Das Projekt Unfertige Orte möchte der Verdrängung von obdachlosen Menschen aus dem öffentlichen Raum entgegenwirken. Es ist eine Zusammenarbeit zwischen der Evangelischen Gesellschaft Stuttgart (eva) und Lehrenden und Studierenden der Fakultät für Architektur und Stadtplanung der Universität Stuttgart.

Modell des neugestalteten Innenhofs

Das Projekt nimmt sich einem Phänomen an, das wir in den meisten Städten antreffen: Immer mehr Menschen wollen in zentraler Lage in Städten wohnen, weshalb Stadtteile „verdichtet“ werden.

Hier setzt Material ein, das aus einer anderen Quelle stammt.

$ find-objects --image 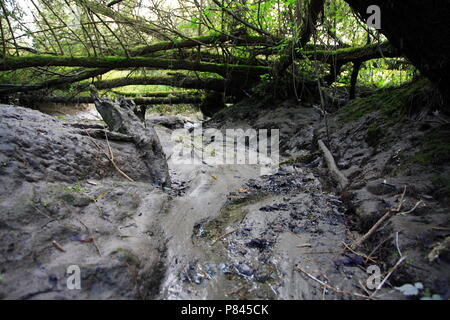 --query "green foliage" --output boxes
[339,79,431,125]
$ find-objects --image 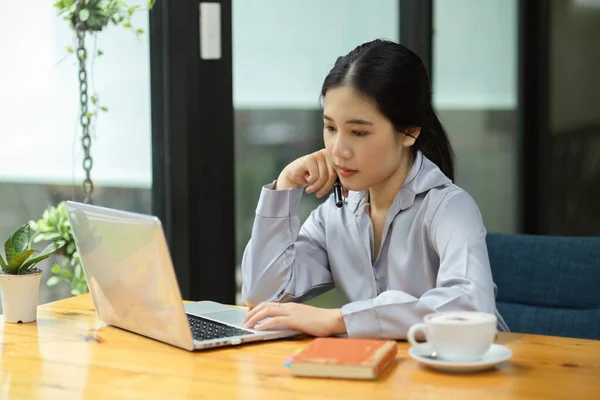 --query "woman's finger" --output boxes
[317,162,337,198]
[244,303,287,329]
[242,303,270,324]
[307,156,329,192]
[255,316,292,331]
[302,154,319,189]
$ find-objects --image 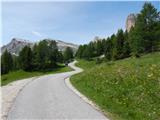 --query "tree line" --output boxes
[76,2,160,60]
[1,39,73,74]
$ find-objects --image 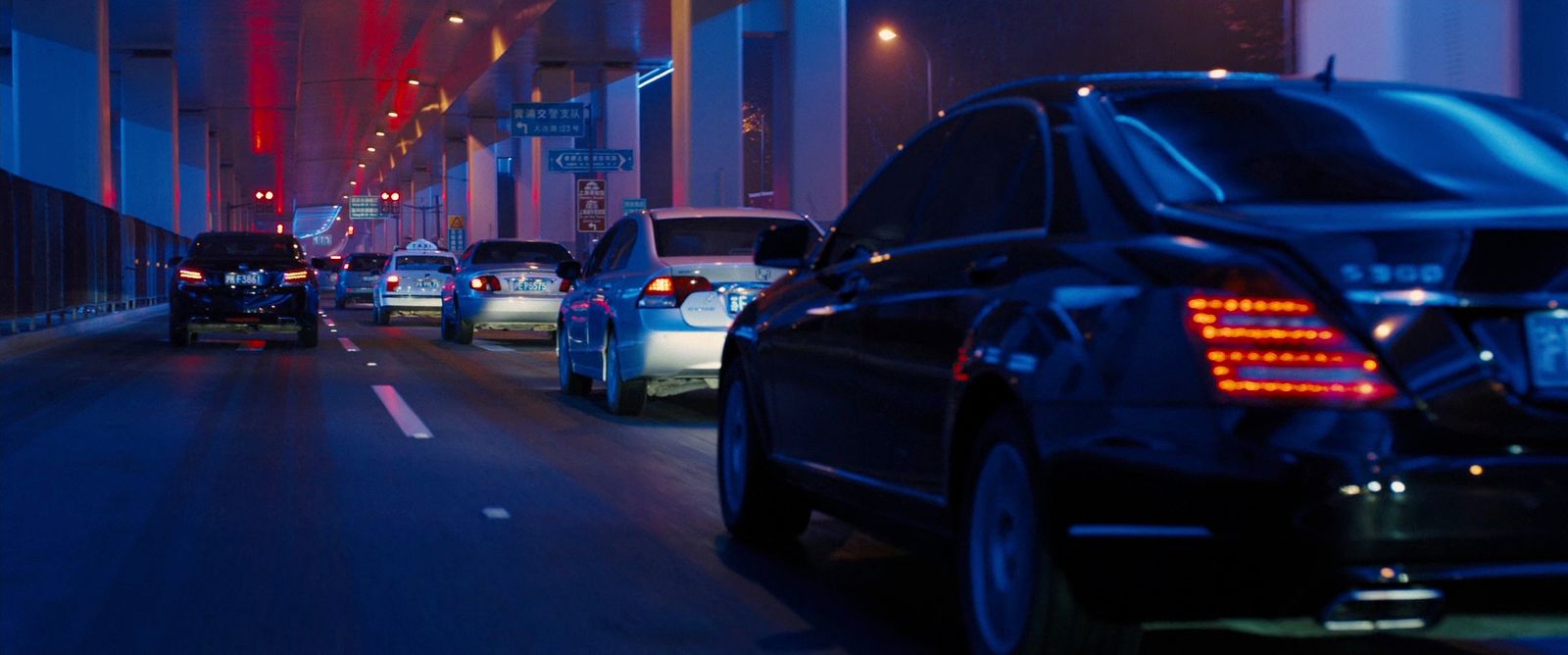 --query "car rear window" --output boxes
[1113,84,1568,204]
[654,217,798,257]
[191,233,304,260]
[348,255,387,271]
[397,255,457,271]
[473,241,572,263]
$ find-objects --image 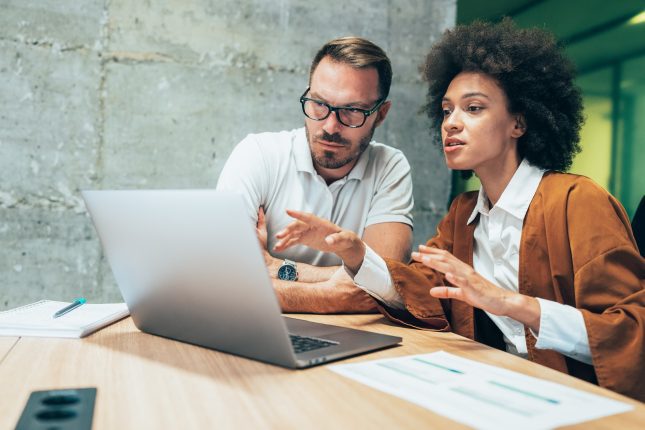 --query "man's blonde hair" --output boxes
[309,36,392,99]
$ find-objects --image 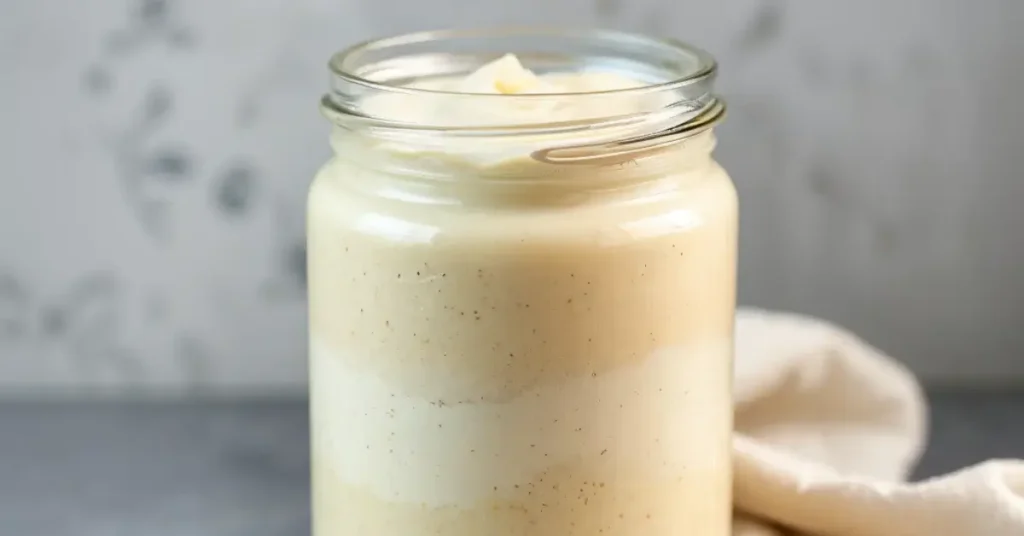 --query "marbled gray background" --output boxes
[0,0,1024,395]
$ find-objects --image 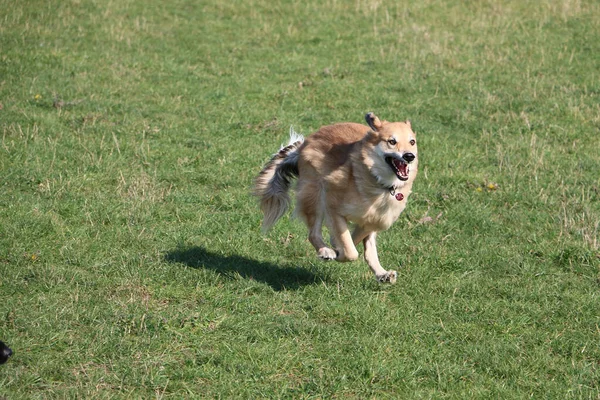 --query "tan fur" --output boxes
[255,113,418,283]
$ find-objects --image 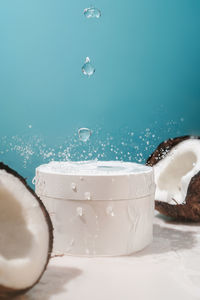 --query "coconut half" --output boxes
[147,136,200,221]
[0,163,53,299]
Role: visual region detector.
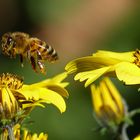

Freie Flächen werden bebaut oder ausschließlich einem bestimmten Zweck gewidmet, z.B. Autoparkplätzen.  Es gibt immer weniger Orte, die zweck- und aneignungsoffen sind und von verschiedenen Menschen auf unterschiedliche Weise genutzt werden können.

Auch das kann dazu führen, dass bestimmte soziale Gruppen, neben Obdachlosen beispielsweise auch Jugendliche, aus diesen Räumen verdrängt werden.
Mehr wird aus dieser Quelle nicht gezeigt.